Modificações como fosforilação,formação de pontes dissulfeto,glicosilação,sulfatação,metilação e zimogênios,oxidação /redução de grupos SH,ubiquitinação,ADP-ribosilação.

Chaperonas: Essas proteínas foram identificadas, analisadas e tiveram sua função determinada. Eram proteínas que hidrolisavam ATP e estavam sempre associadas a outras proteínas, algumas também recém-sintetizadas, ajudando no enovelamento delas.Elas ficaram conhecidas como proteínas de choque térmico ou hsp (do inglês heat shock proteins),Comparando as diferentes proteínas de choque térmico, ou chaperonas, elas puderam ser classificadas em três grupos: o das hsp60, o das hps70 e o das hsp90, com modos de ação ligeiramente diferentes.

Nem todas as proteínas se enovelam espontaneamente à medida em que são sintetizadas pela célula. O enovelamento de muitas delas é facilitado pela ação de proteínas especializadas. As assistentes moleculares ("molecular chaperones") são proteínas que interagem com polipetídeos parcialmente enovelados ou inadequadamente enovelados,facilitando as vias corretas de enovelamento ou fornecendo microambientes nos quais o enovelamente possa ocorrer. Duas classes de proteínas assistentes têm sido bastante estudadas. Ambas são encontradas em organismos variando desde bactérias até seres humanos. A primeira classe,uma família de proteínas denominada Hsp70,geralmente apresenta peso molecular em torno de 7.000 é a mais abundante em células estressadas por temperaturas elevadas,elas ligam-se a regiões de peptídeos desenovelados,que são ricas em resíduos hidrofóbicos,prevenindo agregações não adequadas. Dessa forma essas assistentes "protegem" as proteínas que foram desnaturadas pelo calor e os peptídeos que estão sendo sintetizados (e ainda desenovelados). Também impedem o desenovelamento até serem translocadas através de membranas. Algumas assistentes também facilitam a montagem da estrutura quaternária de proteínas oligoméricas. As proteínas ligam-se e liberam polipeptídeos em um ciclo que também envolve diversas outras proteínas(incluindo uma classe chamada Hsp40) e a hidrólise de ATP.

A segunda classe de assistentes moleculares é denominada assistentes de enovelamento("chaperonins").
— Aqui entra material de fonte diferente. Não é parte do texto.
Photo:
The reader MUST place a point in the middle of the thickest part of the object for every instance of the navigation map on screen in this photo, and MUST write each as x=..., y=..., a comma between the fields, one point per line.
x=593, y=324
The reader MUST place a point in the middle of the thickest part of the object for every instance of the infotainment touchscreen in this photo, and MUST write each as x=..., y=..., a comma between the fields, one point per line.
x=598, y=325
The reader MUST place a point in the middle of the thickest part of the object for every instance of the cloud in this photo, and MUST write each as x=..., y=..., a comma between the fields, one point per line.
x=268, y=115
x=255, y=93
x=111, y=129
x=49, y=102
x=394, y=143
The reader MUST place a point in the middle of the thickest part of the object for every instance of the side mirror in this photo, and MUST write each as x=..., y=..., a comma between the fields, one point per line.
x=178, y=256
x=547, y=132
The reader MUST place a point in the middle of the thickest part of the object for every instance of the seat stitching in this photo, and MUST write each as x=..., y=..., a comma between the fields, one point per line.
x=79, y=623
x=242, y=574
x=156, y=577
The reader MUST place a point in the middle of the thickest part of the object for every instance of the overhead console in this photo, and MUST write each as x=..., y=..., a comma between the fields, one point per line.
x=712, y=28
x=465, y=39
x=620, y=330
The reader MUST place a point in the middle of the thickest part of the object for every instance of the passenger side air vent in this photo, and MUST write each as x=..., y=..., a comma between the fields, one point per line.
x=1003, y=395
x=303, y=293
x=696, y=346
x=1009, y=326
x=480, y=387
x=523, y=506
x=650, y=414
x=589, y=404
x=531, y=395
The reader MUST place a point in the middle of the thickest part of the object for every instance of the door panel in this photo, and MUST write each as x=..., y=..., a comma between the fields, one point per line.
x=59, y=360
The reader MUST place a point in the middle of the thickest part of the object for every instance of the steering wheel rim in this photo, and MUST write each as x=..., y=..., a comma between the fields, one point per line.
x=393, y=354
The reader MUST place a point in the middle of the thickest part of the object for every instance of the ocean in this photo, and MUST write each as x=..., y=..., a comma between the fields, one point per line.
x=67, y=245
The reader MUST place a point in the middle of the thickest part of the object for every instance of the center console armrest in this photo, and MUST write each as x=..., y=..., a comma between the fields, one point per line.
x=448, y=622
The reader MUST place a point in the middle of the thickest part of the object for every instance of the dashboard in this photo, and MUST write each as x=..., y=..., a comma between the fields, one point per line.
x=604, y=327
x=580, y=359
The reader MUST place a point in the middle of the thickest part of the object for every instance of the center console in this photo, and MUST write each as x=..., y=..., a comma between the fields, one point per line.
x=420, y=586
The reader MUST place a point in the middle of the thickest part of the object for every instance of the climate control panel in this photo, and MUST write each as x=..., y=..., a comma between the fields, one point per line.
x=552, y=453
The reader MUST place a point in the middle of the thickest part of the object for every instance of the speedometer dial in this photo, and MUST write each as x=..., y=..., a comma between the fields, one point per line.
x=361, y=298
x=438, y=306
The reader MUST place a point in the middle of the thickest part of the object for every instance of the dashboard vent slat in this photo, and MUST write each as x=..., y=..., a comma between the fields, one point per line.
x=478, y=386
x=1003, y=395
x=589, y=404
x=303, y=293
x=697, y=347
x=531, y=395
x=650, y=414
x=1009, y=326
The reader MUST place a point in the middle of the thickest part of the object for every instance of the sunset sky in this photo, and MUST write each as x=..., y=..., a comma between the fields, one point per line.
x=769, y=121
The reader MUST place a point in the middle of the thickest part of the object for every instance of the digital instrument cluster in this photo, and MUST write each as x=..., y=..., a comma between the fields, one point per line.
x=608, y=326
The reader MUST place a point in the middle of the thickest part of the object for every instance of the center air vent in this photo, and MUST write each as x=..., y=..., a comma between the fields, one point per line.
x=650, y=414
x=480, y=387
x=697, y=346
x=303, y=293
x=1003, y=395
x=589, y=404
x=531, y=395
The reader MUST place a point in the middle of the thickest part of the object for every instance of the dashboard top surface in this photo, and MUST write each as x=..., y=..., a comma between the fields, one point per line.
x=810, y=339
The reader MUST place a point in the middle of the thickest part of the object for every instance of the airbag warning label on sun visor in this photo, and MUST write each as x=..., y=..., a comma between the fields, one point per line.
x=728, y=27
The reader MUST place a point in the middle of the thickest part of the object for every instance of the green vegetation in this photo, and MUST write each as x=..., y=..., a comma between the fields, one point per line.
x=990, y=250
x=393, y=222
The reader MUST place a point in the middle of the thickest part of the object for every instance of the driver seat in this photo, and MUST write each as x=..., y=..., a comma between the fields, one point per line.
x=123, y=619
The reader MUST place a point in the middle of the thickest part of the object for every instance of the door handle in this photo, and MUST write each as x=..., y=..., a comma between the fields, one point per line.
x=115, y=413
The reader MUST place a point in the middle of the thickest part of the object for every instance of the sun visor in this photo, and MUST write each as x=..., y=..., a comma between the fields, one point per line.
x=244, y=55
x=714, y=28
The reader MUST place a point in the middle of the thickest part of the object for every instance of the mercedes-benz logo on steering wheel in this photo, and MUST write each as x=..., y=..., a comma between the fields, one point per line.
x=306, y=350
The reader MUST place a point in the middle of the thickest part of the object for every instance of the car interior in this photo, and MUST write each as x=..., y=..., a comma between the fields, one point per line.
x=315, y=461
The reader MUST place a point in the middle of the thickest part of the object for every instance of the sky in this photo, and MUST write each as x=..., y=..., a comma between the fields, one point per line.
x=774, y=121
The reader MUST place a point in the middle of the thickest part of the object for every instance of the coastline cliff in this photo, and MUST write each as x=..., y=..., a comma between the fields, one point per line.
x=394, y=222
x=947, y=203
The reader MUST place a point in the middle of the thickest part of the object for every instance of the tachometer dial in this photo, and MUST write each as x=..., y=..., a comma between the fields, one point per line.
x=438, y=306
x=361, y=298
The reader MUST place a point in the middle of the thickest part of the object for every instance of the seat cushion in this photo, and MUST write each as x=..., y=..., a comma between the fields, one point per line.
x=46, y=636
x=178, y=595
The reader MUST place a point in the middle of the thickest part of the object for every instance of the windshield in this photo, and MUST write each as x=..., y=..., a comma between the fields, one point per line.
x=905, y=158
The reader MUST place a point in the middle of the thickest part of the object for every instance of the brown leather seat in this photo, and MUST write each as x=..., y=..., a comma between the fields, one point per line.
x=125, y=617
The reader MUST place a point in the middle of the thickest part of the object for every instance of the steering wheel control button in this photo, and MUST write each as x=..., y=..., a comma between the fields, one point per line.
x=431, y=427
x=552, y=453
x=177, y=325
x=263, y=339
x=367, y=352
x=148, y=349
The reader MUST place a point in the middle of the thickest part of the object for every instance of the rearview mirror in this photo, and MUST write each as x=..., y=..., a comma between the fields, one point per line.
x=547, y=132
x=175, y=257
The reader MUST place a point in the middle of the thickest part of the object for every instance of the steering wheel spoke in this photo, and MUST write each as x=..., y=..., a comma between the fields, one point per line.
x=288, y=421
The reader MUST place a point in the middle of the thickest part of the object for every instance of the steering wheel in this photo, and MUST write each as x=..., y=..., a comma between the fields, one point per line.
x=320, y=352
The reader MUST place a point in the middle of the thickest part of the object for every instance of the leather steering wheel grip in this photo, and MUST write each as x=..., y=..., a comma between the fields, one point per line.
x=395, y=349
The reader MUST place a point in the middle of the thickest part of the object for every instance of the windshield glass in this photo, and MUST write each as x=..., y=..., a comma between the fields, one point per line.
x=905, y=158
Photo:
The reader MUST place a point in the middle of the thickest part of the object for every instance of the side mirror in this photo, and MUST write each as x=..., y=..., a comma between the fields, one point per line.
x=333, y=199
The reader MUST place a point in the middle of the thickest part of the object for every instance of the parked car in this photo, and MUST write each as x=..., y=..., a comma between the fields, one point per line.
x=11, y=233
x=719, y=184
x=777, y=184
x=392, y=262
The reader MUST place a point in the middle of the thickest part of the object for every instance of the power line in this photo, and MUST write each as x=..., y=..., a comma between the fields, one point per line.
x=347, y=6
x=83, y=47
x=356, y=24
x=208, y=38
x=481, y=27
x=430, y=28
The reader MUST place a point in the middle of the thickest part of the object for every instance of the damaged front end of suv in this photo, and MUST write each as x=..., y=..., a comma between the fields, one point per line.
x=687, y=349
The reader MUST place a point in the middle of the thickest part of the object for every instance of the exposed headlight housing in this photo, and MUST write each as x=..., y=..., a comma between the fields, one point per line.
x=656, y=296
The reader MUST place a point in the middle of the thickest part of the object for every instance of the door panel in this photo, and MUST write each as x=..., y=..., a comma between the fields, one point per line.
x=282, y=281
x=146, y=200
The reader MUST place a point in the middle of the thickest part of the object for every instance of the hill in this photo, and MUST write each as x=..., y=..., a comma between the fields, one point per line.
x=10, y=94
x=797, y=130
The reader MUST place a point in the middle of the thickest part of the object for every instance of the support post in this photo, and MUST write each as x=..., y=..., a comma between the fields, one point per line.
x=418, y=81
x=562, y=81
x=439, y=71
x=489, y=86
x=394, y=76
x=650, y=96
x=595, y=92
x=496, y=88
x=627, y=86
Estes são complexos proteícos elaborados necessários para o enovelamento de diversas proteínas, em E. Coli,temos GroEL/GroES como exemplo.

Duas enzimas são também importantes: A proteína dissulfeto isomerase (PDI) é uma enzima plenamente distribuída que catalisa a troca ou embaralhamento das ligações de dissulfeto até que as ligações da conformação nativa sejam formadas. Entre as funções,PDI catalisa a eliminação de intermediários de enovelamento com ligações dissulfeto não apropriadas. A enzima peptídeo prolil cis-trans isomerase (PPI) catalisa a interconversão dos isômeros cis e trans de ligações peptídeos da prolina,o que pode ser uma etapa lenta no enovelamento de proteínas que contenham algumas ligações na conformação cis.